We understand you are busy and may have missed some past ArborYpsi Law articles. No problem! iWe have collected a few of our older blogs and put them together here for easy access. At ArborYpsi Law we believe that knowledge is power. You can better deal with a legal matter if you as the client understands the legal matter. We always make sure our clients have a full understanding of the legal issues at hand. However, feel free to start on your own by reading some of our blog posts if any of them.
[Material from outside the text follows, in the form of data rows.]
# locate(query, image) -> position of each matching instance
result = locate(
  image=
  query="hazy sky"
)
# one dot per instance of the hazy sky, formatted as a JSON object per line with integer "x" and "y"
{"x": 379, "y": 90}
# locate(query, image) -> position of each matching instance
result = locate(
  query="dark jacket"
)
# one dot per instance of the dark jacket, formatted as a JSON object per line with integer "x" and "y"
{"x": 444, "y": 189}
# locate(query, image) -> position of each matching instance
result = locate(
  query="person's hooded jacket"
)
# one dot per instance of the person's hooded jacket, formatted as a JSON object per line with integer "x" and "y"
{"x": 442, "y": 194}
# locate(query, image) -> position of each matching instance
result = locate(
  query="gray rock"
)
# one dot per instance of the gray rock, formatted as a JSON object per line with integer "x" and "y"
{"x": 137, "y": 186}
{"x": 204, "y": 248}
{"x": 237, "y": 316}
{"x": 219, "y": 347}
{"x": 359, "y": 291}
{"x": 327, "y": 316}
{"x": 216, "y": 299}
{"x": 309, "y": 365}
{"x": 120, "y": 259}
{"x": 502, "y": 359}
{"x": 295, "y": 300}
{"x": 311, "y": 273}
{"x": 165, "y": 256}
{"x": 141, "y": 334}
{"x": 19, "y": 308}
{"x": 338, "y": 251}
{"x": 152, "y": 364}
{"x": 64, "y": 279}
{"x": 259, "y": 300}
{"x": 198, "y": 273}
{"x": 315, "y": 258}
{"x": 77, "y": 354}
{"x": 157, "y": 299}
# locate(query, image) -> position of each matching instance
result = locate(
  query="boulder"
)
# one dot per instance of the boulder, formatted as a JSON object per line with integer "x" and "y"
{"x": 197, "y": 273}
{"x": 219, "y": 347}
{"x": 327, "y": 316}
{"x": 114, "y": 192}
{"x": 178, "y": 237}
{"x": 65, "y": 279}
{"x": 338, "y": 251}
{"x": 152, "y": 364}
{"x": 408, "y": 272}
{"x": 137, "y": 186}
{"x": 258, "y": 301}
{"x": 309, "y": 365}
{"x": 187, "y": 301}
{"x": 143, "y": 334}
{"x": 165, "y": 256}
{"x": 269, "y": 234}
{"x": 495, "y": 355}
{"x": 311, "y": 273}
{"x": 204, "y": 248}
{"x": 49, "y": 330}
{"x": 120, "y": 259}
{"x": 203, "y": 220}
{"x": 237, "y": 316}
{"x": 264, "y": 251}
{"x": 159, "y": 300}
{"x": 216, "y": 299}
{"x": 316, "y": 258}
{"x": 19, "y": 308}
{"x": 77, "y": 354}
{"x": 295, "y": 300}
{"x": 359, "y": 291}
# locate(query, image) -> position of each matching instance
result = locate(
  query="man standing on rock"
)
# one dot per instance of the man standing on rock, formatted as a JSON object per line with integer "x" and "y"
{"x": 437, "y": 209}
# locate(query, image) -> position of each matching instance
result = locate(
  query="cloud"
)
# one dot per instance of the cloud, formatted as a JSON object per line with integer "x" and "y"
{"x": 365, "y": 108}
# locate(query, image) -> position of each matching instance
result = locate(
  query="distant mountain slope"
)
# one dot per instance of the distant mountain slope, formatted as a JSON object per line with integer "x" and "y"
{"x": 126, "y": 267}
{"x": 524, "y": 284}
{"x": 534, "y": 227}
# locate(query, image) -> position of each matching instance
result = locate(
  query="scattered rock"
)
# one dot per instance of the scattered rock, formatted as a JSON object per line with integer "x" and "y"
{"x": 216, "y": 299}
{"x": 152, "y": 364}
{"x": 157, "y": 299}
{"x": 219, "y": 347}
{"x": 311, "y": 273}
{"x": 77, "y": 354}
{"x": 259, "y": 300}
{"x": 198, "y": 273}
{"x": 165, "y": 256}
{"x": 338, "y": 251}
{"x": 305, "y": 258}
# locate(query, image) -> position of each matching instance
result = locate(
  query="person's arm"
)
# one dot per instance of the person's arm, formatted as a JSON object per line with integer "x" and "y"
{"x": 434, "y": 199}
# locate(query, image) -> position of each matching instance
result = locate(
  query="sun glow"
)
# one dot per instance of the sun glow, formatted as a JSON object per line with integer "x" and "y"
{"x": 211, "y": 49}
Will an old DUI conviction show on my record? When you are charged with driving under the influence, it might not seem like a big deal. People charged with first-offenses rarely go to jail unless they really mess up probation or get in trouble again. So many people simply walk into court and plead guilty at the first opportunity. They may not realize that a DUI conviction will go on their criminal record and can never be removed. Old cases do not “drop off” or disappear. A DUI can never be expunged, as with other traffic-related offenses. So when you plead guilty to a DUI, that DUI is going to stay with you forever. We wrote this article so people understand the seriousness of a crime that might not seem serious when they go to court.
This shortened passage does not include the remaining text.